Relationship between particle density and coreceptor dependency. The density fractions containing infectious JFH-1 wt or JFH-1 G451R were used to assess the relationship between particle density and SR-BI and CD81 interaction(s). The approximate densities of each fraction are indicated on the x axis. (A) Huh-7.5 cells overexpressing SR-BI were inoculated with JFH-1 wt and G451R virus, and infectivity is expressed relative to parental Huh-7.5 cells. Huh-7.5 cells were incubated with either anti-SR-BI serum at 1/300 (B) or anti-CD81 1s201 at 0.1 μg/ml (C) prior to challenge with infectious fractions of JFH-1 wt and G451R. Error bars indicate standard deviations from the mean (n = 3).

FIG. 7.

JFH-1 G451R demonstrates an increased sensitivity to neutralization by gp-specific antibodies. JFH-1 wt (closed circles) or G451R (open circles) was incubated with IgG purified from the sera of six HCV-infected subjects (A to F) or anti-E2 MAb 3/11 (H) prior to infection of Huh-7.5 cells. Percent neutralization was calculated by quantifying viral infectivity in the presence of anti-HCV-specific antibodies relative to HCV-negative IgG or irrelevant MAb, respectively. (G) To determine the concentration of IgG required to neutralize 50% of JFH-1 and G451R infectivity (IC₅₀), both viruses were incubated with a pool of the six-patient-derived IgG. The IC₅₀ is depicted as a horizontal line. Error bars indicate standard deviations from the mean (n = 3).

FIG. 8.

Association between JFH-1 particle density and sensitivity to neutralizing antibodies.
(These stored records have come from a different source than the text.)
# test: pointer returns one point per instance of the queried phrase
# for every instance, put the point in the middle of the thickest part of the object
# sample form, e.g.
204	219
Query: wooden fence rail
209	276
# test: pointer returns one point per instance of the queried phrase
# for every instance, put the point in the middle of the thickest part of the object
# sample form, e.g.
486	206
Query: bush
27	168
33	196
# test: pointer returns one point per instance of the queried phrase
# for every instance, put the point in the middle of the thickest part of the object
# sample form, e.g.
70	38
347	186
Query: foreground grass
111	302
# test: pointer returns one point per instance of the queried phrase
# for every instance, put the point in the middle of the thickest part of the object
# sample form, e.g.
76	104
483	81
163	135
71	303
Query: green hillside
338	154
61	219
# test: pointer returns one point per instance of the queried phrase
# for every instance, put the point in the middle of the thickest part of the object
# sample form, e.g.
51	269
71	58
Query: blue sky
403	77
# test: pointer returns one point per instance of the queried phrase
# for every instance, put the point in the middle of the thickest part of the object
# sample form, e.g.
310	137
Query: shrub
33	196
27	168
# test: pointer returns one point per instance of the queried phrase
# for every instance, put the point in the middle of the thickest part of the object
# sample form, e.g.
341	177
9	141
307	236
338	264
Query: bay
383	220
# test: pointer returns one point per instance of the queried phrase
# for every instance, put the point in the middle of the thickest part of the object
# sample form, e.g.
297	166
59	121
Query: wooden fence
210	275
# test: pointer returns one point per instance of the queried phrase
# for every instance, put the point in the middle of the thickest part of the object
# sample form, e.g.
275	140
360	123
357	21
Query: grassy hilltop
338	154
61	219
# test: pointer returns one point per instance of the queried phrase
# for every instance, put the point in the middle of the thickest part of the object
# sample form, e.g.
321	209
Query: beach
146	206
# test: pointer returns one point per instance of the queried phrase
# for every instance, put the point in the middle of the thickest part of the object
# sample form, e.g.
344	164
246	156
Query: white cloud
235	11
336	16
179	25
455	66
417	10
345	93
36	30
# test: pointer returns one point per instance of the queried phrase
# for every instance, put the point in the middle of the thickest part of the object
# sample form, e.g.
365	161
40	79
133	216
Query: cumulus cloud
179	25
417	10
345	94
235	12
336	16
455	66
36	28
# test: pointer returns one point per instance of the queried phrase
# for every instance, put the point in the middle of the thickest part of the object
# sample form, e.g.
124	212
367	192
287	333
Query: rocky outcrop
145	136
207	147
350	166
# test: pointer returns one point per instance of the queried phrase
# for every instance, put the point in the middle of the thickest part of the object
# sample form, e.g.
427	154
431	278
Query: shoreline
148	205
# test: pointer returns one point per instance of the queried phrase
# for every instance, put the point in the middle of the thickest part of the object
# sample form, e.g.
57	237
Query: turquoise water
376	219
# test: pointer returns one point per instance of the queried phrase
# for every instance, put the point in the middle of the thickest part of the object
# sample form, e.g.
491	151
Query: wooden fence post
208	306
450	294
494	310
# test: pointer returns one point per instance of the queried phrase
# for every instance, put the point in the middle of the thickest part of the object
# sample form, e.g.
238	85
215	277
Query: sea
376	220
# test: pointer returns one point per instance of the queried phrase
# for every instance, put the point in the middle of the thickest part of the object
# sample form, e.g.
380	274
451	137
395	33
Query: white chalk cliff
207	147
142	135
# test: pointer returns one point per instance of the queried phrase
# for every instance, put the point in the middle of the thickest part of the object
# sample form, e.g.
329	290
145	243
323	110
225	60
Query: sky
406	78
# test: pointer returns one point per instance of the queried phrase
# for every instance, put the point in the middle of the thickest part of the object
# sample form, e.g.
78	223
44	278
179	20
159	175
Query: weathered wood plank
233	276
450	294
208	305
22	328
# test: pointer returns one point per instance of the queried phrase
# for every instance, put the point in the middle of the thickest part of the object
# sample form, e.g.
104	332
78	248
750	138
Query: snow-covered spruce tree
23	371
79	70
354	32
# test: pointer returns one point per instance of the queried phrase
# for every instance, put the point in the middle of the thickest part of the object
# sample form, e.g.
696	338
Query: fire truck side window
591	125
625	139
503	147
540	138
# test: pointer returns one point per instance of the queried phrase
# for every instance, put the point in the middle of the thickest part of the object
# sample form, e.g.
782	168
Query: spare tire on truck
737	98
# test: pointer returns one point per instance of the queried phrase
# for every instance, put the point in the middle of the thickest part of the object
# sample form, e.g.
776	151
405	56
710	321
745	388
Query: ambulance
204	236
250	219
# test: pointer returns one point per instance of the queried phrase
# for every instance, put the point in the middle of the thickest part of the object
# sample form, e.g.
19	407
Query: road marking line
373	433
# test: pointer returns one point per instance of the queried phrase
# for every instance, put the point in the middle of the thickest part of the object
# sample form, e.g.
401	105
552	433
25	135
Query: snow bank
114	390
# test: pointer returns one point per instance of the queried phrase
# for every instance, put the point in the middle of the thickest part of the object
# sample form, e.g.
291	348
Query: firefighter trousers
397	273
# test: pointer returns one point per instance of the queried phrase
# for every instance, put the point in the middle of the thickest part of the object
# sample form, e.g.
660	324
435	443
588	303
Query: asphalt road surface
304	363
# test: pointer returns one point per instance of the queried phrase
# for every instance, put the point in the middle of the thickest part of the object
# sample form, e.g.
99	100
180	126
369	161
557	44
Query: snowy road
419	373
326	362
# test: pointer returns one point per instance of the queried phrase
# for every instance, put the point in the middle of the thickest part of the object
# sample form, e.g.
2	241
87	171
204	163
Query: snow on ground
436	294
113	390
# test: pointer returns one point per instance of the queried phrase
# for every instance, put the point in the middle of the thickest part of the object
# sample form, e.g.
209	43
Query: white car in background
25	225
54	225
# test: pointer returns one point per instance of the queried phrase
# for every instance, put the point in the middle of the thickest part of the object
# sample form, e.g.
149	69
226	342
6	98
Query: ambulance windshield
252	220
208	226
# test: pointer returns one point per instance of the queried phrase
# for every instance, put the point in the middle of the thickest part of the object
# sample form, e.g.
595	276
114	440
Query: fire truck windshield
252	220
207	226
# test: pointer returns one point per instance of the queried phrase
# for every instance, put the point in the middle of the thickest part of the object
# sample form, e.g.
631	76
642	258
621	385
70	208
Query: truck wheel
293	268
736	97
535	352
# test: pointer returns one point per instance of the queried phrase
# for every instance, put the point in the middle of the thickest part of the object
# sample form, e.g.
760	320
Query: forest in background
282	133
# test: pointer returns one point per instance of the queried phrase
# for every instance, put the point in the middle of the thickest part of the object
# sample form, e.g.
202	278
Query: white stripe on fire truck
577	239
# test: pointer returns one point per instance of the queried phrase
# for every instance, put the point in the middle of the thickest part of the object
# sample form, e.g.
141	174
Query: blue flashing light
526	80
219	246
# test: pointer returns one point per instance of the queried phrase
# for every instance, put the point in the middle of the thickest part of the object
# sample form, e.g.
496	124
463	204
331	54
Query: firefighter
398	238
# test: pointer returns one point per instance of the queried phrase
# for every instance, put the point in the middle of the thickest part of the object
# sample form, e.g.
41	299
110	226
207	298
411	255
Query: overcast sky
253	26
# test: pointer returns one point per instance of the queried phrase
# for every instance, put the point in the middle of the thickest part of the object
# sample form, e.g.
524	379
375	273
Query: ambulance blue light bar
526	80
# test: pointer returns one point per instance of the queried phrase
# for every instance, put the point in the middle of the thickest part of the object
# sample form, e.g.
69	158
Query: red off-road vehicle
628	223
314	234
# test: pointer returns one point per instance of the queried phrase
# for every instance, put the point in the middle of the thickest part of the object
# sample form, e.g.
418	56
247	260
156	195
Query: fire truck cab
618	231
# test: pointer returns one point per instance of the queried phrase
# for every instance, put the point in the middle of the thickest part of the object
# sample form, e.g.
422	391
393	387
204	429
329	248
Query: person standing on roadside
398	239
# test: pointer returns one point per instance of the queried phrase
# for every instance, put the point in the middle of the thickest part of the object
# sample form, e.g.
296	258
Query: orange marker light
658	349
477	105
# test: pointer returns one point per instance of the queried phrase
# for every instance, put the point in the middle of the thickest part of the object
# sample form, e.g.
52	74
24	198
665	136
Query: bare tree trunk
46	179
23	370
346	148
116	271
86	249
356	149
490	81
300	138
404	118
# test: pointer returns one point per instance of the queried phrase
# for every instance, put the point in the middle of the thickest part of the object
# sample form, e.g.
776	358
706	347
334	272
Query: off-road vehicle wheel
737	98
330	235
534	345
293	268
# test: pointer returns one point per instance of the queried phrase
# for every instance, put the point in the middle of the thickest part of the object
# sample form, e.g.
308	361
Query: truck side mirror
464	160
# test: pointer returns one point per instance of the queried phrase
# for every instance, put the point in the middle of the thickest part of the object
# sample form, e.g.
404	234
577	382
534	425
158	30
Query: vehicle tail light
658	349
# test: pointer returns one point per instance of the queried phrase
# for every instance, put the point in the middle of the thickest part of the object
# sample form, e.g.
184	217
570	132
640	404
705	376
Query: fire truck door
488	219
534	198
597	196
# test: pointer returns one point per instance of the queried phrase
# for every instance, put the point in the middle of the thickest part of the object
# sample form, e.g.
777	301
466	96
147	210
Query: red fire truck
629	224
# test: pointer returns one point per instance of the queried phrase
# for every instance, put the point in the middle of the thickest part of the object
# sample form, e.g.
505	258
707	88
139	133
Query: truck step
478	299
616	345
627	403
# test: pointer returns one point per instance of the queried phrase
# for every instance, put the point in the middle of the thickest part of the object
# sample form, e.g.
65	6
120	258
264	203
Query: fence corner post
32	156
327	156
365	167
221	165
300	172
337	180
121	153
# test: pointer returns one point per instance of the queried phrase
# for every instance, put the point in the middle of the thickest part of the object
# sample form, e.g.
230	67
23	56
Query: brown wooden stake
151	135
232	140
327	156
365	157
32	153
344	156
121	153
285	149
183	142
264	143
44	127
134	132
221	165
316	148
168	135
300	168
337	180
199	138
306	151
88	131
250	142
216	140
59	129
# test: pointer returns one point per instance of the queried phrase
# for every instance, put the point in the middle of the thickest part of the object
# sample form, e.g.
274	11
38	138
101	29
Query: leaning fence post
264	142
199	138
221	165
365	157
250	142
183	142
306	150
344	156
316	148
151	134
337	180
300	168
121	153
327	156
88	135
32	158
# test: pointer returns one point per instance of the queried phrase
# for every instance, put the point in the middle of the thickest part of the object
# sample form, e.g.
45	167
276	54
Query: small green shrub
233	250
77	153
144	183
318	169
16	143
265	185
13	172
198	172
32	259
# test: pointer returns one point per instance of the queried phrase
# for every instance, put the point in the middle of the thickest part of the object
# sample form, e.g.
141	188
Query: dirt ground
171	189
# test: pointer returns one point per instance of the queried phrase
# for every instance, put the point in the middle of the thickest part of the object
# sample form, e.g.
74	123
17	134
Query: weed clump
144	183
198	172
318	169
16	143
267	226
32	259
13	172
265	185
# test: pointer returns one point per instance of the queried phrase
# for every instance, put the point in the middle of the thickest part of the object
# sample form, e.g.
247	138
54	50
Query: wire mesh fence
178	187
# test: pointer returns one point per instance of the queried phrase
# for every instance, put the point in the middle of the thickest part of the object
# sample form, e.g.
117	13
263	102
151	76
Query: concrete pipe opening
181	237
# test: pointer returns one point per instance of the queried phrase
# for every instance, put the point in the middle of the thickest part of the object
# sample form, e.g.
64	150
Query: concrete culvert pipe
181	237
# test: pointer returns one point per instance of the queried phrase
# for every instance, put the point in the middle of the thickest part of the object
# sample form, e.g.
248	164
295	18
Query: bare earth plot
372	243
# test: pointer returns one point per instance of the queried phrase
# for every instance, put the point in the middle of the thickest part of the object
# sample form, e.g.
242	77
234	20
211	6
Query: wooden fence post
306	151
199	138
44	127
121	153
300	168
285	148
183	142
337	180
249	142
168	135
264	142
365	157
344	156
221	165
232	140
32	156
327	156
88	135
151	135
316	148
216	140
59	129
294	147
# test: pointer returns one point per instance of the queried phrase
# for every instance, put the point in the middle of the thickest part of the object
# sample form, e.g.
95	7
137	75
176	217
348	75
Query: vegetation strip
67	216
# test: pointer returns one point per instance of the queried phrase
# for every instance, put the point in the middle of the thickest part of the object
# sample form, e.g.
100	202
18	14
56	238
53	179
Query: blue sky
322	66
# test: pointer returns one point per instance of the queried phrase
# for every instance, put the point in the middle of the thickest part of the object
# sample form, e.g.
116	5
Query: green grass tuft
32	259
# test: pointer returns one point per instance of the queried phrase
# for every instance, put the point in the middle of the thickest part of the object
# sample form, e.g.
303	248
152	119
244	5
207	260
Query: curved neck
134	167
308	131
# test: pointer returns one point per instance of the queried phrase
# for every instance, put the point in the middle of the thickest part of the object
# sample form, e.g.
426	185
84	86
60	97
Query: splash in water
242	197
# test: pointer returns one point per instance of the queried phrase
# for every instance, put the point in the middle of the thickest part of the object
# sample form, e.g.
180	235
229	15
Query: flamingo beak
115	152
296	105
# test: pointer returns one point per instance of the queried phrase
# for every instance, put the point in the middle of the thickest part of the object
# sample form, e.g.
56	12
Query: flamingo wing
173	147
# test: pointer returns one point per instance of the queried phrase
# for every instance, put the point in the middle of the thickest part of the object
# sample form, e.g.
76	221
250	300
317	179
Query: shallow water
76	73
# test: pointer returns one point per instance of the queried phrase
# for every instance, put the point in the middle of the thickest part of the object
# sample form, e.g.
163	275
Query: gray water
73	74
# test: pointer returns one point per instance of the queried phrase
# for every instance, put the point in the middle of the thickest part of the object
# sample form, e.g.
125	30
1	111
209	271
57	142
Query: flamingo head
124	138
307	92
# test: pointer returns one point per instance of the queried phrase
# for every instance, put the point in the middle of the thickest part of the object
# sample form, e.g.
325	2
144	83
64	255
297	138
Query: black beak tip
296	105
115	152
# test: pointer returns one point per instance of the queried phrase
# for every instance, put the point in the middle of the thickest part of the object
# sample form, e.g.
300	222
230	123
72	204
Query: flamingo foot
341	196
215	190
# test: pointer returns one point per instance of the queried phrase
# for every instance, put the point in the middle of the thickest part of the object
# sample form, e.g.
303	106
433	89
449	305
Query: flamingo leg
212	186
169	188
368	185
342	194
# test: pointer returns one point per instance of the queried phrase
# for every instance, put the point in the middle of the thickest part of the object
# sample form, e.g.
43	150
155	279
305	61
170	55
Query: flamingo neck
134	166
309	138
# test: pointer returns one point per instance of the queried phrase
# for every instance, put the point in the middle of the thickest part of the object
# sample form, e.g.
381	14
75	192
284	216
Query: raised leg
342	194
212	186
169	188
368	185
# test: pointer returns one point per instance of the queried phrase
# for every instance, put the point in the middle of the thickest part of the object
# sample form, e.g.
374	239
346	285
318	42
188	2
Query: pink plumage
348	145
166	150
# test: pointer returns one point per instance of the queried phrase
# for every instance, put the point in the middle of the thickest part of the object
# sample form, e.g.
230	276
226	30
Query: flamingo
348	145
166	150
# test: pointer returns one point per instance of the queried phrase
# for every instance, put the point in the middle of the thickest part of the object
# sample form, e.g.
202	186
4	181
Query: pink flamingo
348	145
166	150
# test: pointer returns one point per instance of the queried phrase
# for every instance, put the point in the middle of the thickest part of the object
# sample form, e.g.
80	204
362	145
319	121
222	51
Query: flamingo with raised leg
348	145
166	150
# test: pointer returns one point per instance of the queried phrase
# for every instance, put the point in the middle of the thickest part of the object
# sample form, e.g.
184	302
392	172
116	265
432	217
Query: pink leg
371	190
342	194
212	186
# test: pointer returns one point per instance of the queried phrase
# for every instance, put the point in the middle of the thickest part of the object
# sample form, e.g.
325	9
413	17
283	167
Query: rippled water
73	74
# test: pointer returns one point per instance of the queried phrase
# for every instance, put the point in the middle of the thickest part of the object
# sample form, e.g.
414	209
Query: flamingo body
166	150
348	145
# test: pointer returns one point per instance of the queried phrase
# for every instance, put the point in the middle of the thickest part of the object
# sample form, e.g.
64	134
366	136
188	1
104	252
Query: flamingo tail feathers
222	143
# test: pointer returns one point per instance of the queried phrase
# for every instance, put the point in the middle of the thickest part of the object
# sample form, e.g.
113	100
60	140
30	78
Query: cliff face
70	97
JFH-1 wt and G451R were separated on an iodixanol gradient as detailed in the legend of Fig. 5, and the fractions were tested for their sensitivity to neutralization by pooled HCV-infected patient IgG (10 μg/ml). Data are expressed as percent neutralization calculated by comparing infectivity in the presence of HCV-negative IgG. A positive correlation was observed between JFH-1 particle density and neutralization by pooled patient IgG (P < 0.0001, unpaired t test). Error bars indicate standard deviations from the mean (n = 4).